Immunohistochemistry
- GNAS Gene Mutation: Immunohistochemical staining may demonstrate the presence of the Gs alpha protein, indicative of activating mutations in the GNAS gene, which causes constitutive activation of adenylate cyclase.
- Markers of Bone Formation: Increased expression of osteocalcin and bone sialoprotein within fibrous dysplasia lesions.
Molecular
- GNAS Gene Mutation: Activating mutations in the GNAS gene, which encodes the Gs alpha subunit of the stimulatory G protein, leading to constitutive activation of adenylate cyclase and increased cyclic AMP (cAMP) production.

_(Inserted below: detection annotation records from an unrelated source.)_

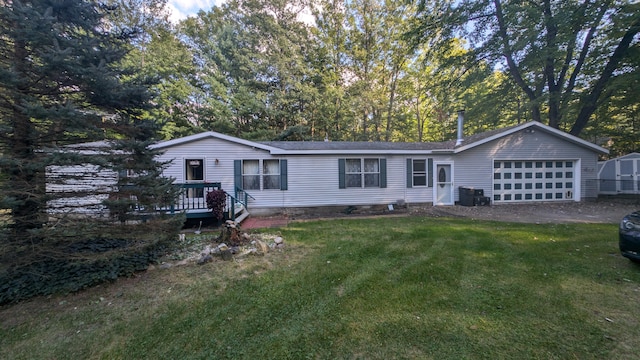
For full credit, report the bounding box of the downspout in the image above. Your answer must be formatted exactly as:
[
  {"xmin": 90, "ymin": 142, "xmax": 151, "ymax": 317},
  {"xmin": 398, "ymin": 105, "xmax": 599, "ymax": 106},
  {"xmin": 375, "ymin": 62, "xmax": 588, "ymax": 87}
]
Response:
[{"xmin": 456, "ymin": 109, "xmax": 464, "ymax": 146}]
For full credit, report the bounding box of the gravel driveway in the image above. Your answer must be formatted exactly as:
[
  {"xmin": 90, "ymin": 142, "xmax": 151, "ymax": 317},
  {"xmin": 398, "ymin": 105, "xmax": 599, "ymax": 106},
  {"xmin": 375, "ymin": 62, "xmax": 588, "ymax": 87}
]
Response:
[{"xmin": 416, "ymin": 200, "xmax": 640, "ymax": 224}]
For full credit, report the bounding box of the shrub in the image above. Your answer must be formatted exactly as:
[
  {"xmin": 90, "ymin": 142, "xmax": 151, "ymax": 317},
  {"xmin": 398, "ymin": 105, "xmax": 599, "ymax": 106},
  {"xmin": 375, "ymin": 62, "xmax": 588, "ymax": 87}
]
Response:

- Somatic Mosaicism: The mutation is post-zygotic, leading to a mosaic distribution of affected and unaffected tissues.
Genetics
- Somatic Mosaicism: The disorder arises from post-zygotic mutations in the GNAS gene, resulting in a mosaic pattern of affected tissues. This explains the variability in clinical presentation and the asymmetric distribution of lesions.
Radiological Features
General Features
- Characteristically demonstrates polyostotic fibrous dysplasia, often unilateral, with a ground glass appearance and cortical thinning on plain radiographs and CT
- Fibrous dysplasia classically occurs in long bones as a central diaphyseal lesion, mildly expanded with dense and amorphous ground-glass matrix.
- Café-au-lait spots are not visualised on imaging
CT
MRI
- T1WI: Uniform low to intermediate signal intensity.
- T2WI: Variable signal intensity, depending on how much calcification is present in the ground-glass matrix.
- T1 C+: No significant enhancement.
- DWI/ADC: No significant diffusion restriction.
Grading and Staging
There is no specific grading or staging system for MAS.
Diagnosis
Diagnosis is clinical, based on the characteristic triad of symptoms. Genetic testing can be done to identify the GNAS mutation, but a negative result does not rule out the condition due to the mosaic pattern of this disease. A bone age examination should be performed to evaluation for skeletal maturation.
Differential Diagnosis
- Mazabraud syndrome: Rare syndrome which is also linked with mutation of GNAS1 gene, characterised by skeletal fibrous dysplasia and intramuscular myxomas.
- Neurofibromatosis type 1: may also present with café-au-lait spots, but also has neurofibromas and Lisch nodules.
- Polyostotic fibrous dysplasia without endocrine involvement or skin changes
- Osteofibrous dysplasia, adamantinoma, fibrous cortical defect/non-ossifying fibroma for bone lesions
Management
Management of MAS is symptomatic and multidisciplinary. This often involves paediatricians, endocrinologists, orthopaedic surgeons, and sometimes neurosurgeons and maxillofacial surgeons. Bisphosphonates can be used to increase bone density and decrease pain from fibrous dysplasia. Precocious puberty and other endocrine issues are typically managed medically with various hormone antagonists. Surgical intervention may be required for significant bone deformities.